Constantine smiled, then he punched the older man in the face. Gramps went down, unable to balance himself with his hands bound, and fell heavily on his shoulder, blood pouring out of his nose. The enforcer had used his flesh-and-blood hand, I noted with a sigh of relief. Otherwise, Gramps wouldn’t have gotten back up.
“That’s the first thing I wanted,” Constantine said genially. “And by God, I’ve wanted to do that from the very first day you took over, you imper
ious, overbearing, old piece of shit. Do you really think any of us gives a shit about your fucking United States Marine Corps or fighting the fucking Chinese in Taiwan? I wish your damned family wasn’t so rich, then you’d have died a hundred years ago, and I wouldn’t have to put up with your bullshit.”
Gramps got his feet beneath him and struggled back up to stand in front of Constantine, his look defiant and somehow dismissive.
“Got that out of your system, have you?” He asked, spitting blood on the floor.
“Watch your mouth, old man,” Constantine warned him, “or you’ll find out how hard I can hit you with my other hand.” He raised his gloved right fist in front of Gramps’ face. Then he turned to one of the goons guarding us, a short, broad-shouldered woman with a keloid scar down the side of her face. “Take them out to the barn.”
It was raining lightly and I felt the wind-driven droplets slap at my face as we walked out the front door of the ranch house and into the night.
“Why the hell would anyone want this place?” I muttered. I was talking to myself, but Constantine heard me, and looked at me sharply.
I thought for a second he was going to hit me, but instead he chuckled quietly.

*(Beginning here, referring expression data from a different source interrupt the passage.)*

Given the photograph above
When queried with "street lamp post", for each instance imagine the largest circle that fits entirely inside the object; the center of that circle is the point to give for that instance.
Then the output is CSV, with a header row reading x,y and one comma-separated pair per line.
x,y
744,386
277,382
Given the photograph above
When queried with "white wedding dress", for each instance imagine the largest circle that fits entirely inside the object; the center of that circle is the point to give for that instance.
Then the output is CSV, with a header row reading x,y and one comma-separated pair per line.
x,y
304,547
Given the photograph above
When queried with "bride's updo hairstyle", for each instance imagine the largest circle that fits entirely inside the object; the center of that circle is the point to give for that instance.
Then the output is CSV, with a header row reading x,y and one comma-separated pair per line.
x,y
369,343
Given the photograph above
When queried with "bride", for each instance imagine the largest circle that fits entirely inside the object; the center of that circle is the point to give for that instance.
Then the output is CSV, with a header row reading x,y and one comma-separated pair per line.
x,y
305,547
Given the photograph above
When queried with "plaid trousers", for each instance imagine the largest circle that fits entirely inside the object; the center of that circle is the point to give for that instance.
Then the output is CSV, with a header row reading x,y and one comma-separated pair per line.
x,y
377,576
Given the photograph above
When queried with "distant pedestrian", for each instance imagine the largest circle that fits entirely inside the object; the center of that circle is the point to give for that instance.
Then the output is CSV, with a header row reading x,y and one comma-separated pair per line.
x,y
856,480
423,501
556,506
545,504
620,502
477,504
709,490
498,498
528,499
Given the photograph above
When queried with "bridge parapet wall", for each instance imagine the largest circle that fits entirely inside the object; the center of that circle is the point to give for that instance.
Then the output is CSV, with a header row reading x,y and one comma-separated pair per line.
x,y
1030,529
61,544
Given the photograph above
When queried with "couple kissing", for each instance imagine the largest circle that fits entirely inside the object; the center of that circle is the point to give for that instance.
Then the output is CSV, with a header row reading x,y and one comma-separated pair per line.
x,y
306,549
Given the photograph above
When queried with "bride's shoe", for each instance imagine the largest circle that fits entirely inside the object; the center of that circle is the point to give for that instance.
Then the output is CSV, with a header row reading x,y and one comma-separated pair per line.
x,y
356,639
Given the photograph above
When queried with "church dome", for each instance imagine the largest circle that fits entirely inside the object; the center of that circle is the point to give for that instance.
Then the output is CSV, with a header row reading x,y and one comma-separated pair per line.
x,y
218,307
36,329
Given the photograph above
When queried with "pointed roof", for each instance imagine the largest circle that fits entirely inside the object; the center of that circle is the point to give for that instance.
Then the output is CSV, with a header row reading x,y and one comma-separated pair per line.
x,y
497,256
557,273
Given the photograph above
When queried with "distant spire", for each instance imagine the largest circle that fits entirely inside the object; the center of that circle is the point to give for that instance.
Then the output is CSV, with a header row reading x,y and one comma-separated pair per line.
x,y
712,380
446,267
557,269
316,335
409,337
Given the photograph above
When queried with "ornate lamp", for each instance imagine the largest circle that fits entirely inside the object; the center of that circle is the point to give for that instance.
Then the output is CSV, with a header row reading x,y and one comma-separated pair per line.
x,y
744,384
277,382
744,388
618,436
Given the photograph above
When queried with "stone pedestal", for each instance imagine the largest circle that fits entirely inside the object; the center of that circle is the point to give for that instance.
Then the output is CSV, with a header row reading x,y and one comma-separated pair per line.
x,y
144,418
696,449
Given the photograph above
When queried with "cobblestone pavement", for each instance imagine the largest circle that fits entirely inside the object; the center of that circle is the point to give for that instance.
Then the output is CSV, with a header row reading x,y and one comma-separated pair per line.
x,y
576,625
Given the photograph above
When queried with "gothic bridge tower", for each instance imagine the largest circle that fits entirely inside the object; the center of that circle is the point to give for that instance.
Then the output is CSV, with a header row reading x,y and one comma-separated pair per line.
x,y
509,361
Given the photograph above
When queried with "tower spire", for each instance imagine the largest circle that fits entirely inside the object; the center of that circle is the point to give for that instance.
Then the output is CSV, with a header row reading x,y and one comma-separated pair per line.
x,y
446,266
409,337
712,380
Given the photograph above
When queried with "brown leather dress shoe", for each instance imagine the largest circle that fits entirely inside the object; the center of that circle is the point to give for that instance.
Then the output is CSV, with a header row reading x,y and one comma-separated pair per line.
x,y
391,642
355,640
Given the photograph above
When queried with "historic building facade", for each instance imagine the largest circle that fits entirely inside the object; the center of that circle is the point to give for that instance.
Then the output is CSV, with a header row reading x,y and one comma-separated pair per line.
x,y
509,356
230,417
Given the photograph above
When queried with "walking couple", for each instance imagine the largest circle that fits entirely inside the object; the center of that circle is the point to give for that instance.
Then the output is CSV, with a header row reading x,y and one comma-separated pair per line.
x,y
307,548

“You ever hear of Milton, Mr. Munroe?” He asked me. “Paradise Lost?”
In fact, I had. I hadn’t gone to the Corporate Management University the way Mom had wanted, but I’d still kept trying to learn, even when I was in the Corps. And Sophia insisted I read the classics, which I sometimes appreciated and sometimes didn’t.
“Better to rule in Hell than serve in Heaven, Constantine?” I looked at him sidelong. “Are those the only choices?”
“For a man like me,” he allowed. Then he smiled, a twisted, brutal smile. “And men like your great-grandfather here, I think.”
“I never had a choice,” Gramps declared, and I looked at him with a sudden shock of guilt as I heard the bitterness in those words.
Then we were in the barn, and the guards in the lead hit the control to switch on the lights.